City Centre Strategic Investment Plan

City Centre Strategic Investment Plan Image

The final draft of an ambitious 30-year plan to steer development and investment opportunities for Dundee city centre could be out for consultation within the week. 

If the City Centre Strategic Investment Plan (CCSIP), which sets out a vision for the city centre as an exciting, growing place to live, work and visit is given the green light by councillors on Monday (OCTOBER 31) public consultation will begin the following day. 

With nine key targets under the themes of living, working, visiting, connectivity and public realm, the strategy has already been the subject of previous widescale discussions. 

Mark Flynn convener of Dundee City Council’s city development committee said: “Everyone knows that city centres have been changing out of all recognition as a result of many different factors for a number of years, most recently the aftermath of the pandemic and the effect it has had on ways of working. 

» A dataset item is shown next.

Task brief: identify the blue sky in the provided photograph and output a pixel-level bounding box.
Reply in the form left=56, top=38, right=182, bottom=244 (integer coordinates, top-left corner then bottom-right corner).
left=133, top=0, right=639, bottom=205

“But using our own creativity and resources a number of positive initiatives have been implemented in the city centre recently, including the successful pedestrianisation of Union Street. 

“What this document seeks to do is build on schemes like that and come up with a variety of ways of breathing new life into the city centre, which are specific to us and will give us the edge when it comes to regenerating the heart of Dundee.” 

Work with stakeholders and businesses to support the recovery, including marketing of the city to visitors and hosting events and activities, is continuing. 

Meanwhile in a separate report, councillors will be asked to back a pilot scheme to improve the city centre’s appearance by changing the way commercial waste is presented. 

Identified as an issue as part of the council’s “Take Pride in Your City” campaign, the sight of bulky, brightly coloured trade waste containers can detract from the streetscape, architecture and public art. 

Under the scheme waste must be stored on the business premises within the city centre and can only be presented for collection at specified times. 

Around ten commercial waste contractors operate in the city centre, with more than 1200 containers. All commercial waste contractors will need a permit to allow the placement of their containers during uplift times. 

Similar schemes are already operating successfully in Aberdeen, Edinburgh, Glasgow, Inverness and St Andrews, and if councillors back the move the Dundee trial will start next March.           

The £45,000 one-off cost of running the pilot will be met from Scottish Government city centre recovery funding. 

Both reports will be considered by the city development committee which meets on Monday (OCTOBER 31).